To arrive at a successful design, companies must examine everything from their existing productivity and workflows to their goals for the future. If you’re meeting your income requirements and your staff is content with traditional space — executive offices with windows on the periphery and administrative workers in the interior — you may not need to change your basic structure when you move or renovate. On the other hand, if you’re growing quickly and need to hire millennials and Gen Z’s to replace retiring workers, a more thorough makeover may be in order.
Does that mean moving to an open office plan? Not necessarily.
“The core issue is not about whether the open office is a good idea, but about whether it’s the correct strategy for you and how to do it right,” says architect and designer Leslie Saul, who has been helping businesses make decisions about office space for 40 years.
Saul and Loth both spend time with executives reviewing their corporate goals, values and mission statements, as well as observing how employees use existing space and whether efficiency could be improved. Afterward, they hold what Saul calls “possibilities workshops,” asking questions like “What would your ideal office be like?” They use vision boards to help clients make aesthetic choices.
Modifying a layout
Your choice of office layout doesn’t have to be all or nothing. Some companies that want additional transparency may find that glass doors or glass offices are all they need. Others may decide to open up more, removing remove cubicles and ceiling partitions, or even eliminating assigned desks, a tactic that a recent survey found 25 percent of companies are experimenting with.
For those who go with an open plan, it’s important to remember that while noise can be an issue, there are ways to mitigate it. One way is to have a sound balancing system, which uses small speakers to produce a light whooshing sound, providing privacy without being distracting. “You know someone is talking on the phone, but you don’t hear what they’re saying,” Saul says.
Acoustic ceiling tiles also help by absorbing sound, and other surfaces can be coated. Companies that like a cool, industrial look with exposed structural steel can spray the beams with egg-carton-like acoustic material so that they don’t reverberate as much.
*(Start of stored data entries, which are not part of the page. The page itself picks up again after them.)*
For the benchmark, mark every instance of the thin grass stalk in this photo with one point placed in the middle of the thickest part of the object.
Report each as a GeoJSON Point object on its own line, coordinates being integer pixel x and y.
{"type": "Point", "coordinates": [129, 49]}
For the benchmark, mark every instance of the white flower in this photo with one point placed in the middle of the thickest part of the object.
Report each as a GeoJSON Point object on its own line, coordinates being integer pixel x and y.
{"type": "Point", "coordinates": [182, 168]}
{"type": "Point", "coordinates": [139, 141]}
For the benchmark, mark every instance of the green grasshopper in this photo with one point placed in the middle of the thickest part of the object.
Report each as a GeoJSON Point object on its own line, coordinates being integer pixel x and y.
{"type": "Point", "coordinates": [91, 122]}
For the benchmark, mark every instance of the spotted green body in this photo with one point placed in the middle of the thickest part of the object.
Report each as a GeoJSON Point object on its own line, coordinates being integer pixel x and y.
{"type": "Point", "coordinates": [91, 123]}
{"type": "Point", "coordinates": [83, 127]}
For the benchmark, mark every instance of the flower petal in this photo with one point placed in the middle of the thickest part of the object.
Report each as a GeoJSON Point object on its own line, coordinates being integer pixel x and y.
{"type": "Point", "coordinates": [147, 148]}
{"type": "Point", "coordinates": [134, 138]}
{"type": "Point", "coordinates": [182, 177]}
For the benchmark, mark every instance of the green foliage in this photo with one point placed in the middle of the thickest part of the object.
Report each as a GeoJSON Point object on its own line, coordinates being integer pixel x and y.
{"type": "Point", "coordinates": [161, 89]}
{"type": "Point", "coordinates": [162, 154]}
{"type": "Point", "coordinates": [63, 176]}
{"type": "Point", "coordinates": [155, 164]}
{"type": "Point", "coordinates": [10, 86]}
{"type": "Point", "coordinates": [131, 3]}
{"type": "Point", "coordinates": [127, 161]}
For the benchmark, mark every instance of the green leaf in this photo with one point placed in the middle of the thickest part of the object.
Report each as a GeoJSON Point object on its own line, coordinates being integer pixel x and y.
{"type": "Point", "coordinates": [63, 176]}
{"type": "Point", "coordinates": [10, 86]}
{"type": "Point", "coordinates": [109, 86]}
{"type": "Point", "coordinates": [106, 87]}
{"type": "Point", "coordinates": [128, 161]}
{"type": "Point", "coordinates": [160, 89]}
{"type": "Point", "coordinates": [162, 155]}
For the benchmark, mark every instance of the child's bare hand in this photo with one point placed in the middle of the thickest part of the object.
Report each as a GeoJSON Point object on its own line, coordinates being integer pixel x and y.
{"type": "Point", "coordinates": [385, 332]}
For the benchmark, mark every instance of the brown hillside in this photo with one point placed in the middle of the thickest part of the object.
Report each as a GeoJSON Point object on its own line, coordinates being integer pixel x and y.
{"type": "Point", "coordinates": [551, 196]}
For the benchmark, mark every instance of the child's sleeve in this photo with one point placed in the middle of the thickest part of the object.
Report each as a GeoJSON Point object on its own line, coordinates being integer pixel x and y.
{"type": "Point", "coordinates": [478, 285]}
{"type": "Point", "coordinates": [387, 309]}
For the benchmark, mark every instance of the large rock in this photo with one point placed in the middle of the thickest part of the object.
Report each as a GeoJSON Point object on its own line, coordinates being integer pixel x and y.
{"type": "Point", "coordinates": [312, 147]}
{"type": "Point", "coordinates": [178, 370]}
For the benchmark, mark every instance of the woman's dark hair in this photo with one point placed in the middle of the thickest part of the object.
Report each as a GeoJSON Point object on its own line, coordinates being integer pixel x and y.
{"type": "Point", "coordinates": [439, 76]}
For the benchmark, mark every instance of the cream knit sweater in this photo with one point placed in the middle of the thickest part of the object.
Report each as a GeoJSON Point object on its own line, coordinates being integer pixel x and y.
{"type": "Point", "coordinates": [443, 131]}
Another popular tactic is to provide workers with small conference rooms or booths where individuals can go to concentrate — or where small teams can hold spirited discussions without annoying others.
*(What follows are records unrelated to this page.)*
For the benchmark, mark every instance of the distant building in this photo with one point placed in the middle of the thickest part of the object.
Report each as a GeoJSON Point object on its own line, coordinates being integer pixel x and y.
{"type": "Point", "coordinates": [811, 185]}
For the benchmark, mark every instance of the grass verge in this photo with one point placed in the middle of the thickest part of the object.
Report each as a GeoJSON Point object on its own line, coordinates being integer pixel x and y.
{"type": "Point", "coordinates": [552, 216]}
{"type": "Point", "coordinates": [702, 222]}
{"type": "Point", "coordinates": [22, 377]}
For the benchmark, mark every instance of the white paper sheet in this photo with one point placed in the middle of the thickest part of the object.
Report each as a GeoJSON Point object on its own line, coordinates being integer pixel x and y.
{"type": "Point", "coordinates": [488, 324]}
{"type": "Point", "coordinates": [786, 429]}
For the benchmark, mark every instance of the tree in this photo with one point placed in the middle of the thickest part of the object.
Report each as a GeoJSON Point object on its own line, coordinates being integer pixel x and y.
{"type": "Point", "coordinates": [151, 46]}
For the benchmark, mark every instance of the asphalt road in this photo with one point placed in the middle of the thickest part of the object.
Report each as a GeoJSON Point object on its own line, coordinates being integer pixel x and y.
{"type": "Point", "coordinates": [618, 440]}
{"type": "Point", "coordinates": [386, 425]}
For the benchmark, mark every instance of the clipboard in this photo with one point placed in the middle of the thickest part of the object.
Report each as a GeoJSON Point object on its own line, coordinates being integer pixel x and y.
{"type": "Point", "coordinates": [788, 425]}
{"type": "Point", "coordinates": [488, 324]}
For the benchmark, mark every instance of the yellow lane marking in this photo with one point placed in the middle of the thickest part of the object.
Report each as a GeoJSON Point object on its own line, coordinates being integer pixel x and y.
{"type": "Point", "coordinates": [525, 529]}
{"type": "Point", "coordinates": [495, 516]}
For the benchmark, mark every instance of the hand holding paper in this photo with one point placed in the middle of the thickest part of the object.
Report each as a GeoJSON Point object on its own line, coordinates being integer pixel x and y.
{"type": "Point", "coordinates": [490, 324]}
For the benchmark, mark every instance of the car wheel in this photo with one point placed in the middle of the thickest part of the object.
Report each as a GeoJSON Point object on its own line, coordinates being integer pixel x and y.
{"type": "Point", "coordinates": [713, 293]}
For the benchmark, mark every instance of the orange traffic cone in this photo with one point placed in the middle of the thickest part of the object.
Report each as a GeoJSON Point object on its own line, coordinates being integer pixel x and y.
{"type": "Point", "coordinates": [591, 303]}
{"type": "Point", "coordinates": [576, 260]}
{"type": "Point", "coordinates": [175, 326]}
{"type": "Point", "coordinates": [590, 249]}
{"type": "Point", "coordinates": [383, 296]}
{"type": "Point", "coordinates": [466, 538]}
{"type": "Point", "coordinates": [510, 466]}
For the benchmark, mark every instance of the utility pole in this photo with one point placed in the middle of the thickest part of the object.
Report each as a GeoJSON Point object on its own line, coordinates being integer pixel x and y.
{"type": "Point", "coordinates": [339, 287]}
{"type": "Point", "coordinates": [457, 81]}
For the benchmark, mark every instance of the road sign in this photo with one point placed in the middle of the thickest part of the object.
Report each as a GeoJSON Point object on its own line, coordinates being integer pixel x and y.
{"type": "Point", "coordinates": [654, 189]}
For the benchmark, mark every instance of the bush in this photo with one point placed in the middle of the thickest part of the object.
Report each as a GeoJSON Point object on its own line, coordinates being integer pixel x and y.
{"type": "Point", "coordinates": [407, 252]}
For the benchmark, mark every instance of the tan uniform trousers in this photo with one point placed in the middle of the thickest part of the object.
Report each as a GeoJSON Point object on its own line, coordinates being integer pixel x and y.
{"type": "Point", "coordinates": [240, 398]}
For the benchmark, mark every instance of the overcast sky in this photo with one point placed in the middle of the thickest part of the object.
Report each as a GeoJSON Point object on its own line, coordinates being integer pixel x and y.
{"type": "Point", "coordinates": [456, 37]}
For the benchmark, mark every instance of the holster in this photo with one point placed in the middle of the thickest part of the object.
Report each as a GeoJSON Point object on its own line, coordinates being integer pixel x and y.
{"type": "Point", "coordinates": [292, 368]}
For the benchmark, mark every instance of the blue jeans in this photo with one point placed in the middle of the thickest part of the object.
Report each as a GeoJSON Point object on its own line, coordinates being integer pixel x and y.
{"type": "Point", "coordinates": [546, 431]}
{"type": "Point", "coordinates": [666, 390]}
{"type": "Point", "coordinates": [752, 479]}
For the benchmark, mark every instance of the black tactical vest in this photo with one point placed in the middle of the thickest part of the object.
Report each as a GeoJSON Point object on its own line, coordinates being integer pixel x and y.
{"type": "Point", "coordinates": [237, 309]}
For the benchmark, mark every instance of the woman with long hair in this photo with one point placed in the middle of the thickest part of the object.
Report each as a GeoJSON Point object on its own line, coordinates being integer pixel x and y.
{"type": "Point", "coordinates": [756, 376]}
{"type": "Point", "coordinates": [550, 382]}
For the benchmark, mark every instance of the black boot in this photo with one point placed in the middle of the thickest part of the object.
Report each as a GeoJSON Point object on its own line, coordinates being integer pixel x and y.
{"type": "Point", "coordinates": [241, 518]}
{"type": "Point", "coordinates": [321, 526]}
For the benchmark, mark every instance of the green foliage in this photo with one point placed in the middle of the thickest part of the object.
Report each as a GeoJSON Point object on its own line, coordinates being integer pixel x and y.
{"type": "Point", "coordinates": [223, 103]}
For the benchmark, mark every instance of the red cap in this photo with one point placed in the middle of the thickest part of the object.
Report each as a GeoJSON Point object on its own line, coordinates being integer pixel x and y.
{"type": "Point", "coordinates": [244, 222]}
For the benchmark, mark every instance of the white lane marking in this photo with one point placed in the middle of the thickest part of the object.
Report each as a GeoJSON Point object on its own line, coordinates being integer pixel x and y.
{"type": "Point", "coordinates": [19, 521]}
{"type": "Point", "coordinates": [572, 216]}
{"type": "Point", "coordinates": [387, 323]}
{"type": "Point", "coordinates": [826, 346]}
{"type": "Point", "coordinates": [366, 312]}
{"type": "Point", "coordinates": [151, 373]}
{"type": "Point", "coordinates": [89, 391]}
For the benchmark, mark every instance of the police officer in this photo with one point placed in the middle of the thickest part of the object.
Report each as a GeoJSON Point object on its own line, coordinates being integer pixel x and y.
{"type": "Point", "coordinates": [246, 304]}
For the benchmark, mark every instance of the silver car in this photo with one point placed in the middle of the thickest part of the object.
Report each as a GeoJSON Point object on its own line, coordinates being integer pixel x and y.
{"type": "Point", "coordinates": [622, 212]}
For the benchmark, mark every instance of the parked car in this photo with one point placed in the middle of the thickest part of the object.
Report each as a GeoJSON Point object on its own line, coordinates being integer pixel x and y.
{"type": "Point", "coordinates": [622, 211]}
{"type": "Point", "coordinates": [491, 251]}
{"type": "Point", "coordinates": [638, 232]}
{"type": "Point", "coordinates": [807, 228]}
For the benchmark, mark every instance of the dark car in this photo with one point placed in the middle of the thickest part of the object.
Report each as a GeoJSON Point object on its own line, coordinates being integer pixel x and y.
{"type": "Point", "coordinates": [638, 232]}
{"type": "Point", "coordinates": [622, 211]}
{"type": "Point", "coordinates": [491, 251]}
“If you do it right, an open office can be terrific,” Saul explains. But again, it’s not for everyone. The choice depends on your present and future needs.
As a business changes, its office space also needs to evolve. Many professional services firms, for example, are beginning to hold seminars or training workshops for existing and prospective clients, in addition to offering traditional individual advice, Loth says. They may need a large space to accommodate these new audiences.
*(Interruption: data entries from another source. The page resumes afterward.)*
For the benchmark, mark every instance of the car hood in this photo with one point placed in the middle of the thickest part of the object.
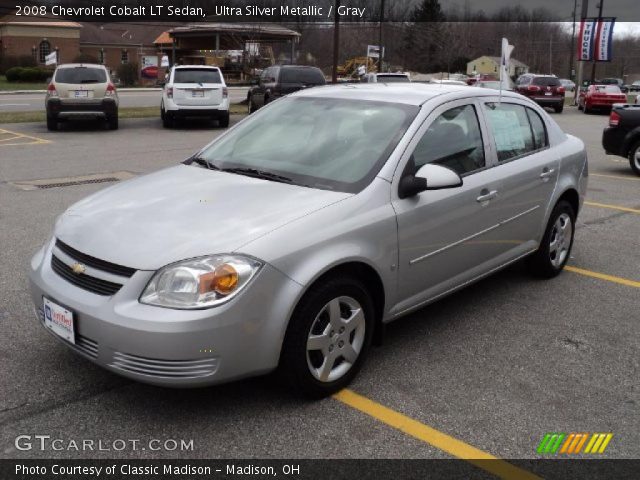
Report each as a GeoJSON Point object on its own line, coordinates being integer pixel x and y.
{"type": "Point", "coordinates": [183, 212]}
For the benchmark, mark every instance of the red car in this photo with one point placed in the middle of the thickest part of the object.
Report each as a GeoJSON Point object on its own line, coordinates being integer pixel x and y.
{"type": "Point", "coordinates": [545, 90]}
{"type": "Point", "coordinates": [600, 96]}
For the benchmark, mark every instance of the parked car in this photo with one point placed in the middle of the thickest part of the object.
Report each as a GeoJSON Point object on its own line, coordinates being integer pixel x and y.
{"type": "Point", "coordinates": [622, 136]}
{"type": "Point", "coordinates": [568, 85]}
{"type": "Point", "coordinates": [78, 91]}
{"type": "Point", "coordinates": [196, 91]}
{"type": "Point", "coordinates": [280, 80]}
{"type": "Point", "coordinates": [289, 242]}
{"type": "Point", "coordinates": [545, 90]}
{"type": "Point", "coordinates": [495, 84]}
{"type": "Point", "coordinates": [618, 82]}
{"type": "Point", "coordinates": [599, 97]}
{"type": "Point", "coordinates": [385, 77]}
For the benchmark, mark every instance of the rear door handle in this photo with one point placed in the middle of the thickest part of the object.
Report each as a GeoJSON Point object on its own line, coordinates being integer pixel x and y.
{"type": "Point", "coordinates": [547, 172]}
{"type": "Point", "coordinates": [486, 195]}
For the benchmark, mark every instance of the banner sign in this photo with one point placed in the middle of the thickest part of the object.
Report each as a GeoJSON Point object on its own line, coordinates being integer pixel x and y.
{"type": "Point", "coordinates": [586, 39]}
{"type": "Point", "coordinates": [604, 40]}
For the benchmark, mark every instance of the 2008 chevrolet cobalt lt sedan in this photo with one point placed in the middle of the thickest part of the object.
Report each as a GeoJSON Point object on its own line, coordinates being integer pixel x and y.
{"type": "Point", "coordinates": [289, 241]}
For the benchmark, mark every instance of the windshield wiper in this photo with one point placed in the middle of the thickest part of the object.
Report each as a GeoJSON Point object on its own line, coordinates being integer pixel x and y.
{"type": "Point", "coordinates": [254, 172]}
{"type": "Point", "coordinates": [204, 162]}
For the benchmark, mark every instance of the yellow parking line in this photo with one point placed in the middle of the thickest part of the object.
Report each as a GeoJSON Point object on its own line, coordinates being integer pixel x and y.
{"type": "Point", "coordinates": [612, 207]}
{"type": "Point", "coordinates": [603, 276]}
{"type": "Point", "coordinates": [440, 440]}
{"type": "Point", "coordinates": [619, 177]}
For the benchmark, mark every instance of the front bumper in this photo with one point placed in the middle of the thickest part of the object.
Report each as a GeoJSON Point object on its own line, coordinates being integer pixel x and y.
{"type": "Point", "coordinates": [167, 347]}
{"type": "Point", "coordinates": [72, 108]}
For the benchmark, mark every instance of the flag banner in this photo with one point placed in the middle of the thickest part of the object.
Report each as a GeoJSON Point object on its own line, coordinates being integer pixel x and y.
{"type": "Point", "coordinates": [604, 40]}
{"type": "Point", "coordinates": [51, 59]}
{"type": "Point", "coordinates": [586, 39]}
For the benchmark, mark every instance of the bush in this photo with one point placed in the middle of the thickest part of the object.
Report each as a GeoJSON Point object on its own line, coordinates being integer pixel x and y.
{"type": "Point", "coordinates": [7, 62]}
{"type": "Point", "coordinates": [28, 74]}
{"type": "Point", "coordinates": [128, 74]}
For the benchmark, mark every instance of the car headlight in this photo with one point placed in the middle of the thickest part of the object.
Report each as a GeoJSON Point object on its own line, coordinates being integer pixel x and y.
{"type": "Point", "coordinates": [200, 282]}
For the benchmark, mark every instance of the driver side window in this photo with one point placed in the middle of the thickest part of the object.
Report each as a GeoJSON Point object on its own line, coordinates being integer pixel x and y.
{"type": "Point", "coordinates": [453, 140]}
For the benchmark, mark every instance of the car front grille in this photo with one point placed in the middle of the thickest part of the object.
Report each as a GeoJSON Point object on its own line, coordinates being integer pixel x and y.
{"type": "Point", "coordinates": [95, 262]}
{"type": "Point", "coordinates": [164, 368]}
{"type": "Point", "coordinates": [86, 282]}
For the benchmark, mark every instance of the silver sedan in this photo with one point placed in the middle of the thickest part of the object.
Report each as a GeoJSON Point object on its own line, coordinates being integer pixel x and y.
{"type": "Point", "coordinates": [288, 242]}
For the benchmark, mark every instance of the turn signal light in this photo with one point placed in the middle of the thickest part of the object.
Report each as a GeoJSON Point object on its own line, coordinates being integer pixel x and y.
{"type": "Point", "coordinates": [614, 119]}
{"type": "Point", "coordinates": [223, 280]}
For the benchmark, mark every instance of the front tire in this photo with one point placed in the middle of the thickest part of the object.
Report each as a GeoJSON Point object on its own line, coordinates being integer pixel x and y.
{"type": "Point", "coordinates": [634, 158]}
{"type": "Point", "coordinates": [328, 338]}
{"type": "Point", "coordinates": [555, 247]}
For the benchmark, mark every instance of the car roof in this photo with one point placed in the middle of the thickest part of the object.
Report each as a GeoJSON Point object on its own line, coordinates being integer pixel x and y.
{"type": "Point", "coordinates": [405, 93]}
{"type": "Point", "coordinates": [81, 65]}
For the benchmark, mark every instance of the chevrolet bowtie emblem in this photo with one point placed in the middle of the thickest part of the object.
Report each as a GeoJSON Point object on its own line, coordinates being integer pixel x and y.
{"type": "Point", "coordinates": [78, 268]}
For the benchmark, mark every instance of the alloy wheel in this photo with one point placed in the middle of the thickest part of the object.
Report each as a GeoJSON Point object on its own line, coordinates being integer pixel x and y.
{"type": "Point", "coordinates": [560, 240]}
{"type": "Point", "coordinates": [336, 339]}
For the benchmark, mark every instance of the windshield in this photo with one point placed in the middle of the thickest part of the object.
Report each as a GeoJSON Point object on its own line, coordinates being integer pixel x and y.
{"type": "Point", "coordinates": [196, 75]}
{"type": "Point", "coordinates": [331, 144]}
{"type": "Point", "coordinates": [392, 78]}
{"type": "Point", "coordinates": [78, 75]}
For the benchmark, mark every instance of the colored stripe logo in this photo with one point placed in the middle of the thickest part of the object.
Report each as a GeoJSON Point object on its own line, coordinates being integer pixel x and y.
{"type": "Point", "coordinates": [573, 443]}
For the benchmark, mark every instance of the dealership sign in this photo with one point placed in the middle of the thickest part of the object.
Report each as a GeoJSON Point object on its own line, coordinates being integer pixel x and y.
{"type": "Point", "coordinates": [604, 40]}
{"type": "Point", "coordinates": [595, 39]}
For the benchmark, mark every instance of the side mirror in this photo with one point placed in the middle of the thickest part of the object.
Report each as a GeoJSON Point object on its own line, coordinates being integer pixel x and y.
{"type": "Point", "coordinates": [429, 177]}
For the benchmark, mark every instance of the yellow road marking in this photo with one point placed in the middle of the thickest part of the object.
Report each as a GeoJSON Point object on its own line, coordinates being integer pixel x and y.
{"type": "Point", "coordinates": [603, 276]}
{"type": "Point", "coordinates": [440, 440]}
{"type": "Point", "coordinates": [17, 135]}
{"type": "Point", "coordinates": [612, 207]}
{"type": "Point", "coordinates": [620, 177]}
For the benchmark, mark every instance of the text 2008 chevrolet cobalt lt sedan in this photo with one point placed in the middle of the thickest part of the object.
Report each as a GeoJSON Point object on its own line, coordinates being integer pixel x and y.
{"type": "Point", "coordinates": [288, 241]}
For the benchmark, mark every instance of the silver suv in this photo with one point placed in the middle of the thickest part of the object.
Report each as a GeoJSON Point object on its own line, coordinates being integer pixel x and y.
{"type": "Point", "coordinates": [289, 241]}
{"type": "Point", "coordinates": [80, 91]}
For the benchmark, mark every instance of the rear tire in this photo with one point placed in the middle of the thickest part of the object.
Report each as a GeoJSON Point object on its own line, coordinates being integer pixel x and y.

But if they create such an addition, what about the 75 percent of the time when it’s not being used?
Sometimes spaces can be repurposed.
“One firm we worked with created a café with a training center that was partitioned off but could be opened up as a secondary space where employees could work or hold meetings,” Loth says.
If you think that sounds a little like Starbucks, you’re on the right track. Laptops enable remote work, and some employees prefer to do theirs amid the hustle and bustle of a café, steaming beverage at their side. But a public café doesn’t provide internet security. Allowing workers to hang out in an attractive office café can be an excellent alternative for employees who crave workspace variety, Saul adds.
Other employees may work from home, or spend much of their time in away from their desks in clients’ offices. A study by commercial real estate firm CBRE found that on average, 20 to 40 percent of office desks are unoccupied. If that sounds like your company, you may want to consider reducing your square footage to save on real estate costs.
Choosing an office layout may sound like a daunting task, but if you focus on your business goals instead of the hottest trends, your instincts should lead you in the right direction. As you hone in on a plan and start to consider aesthetic choices, you may even find you’re having fun.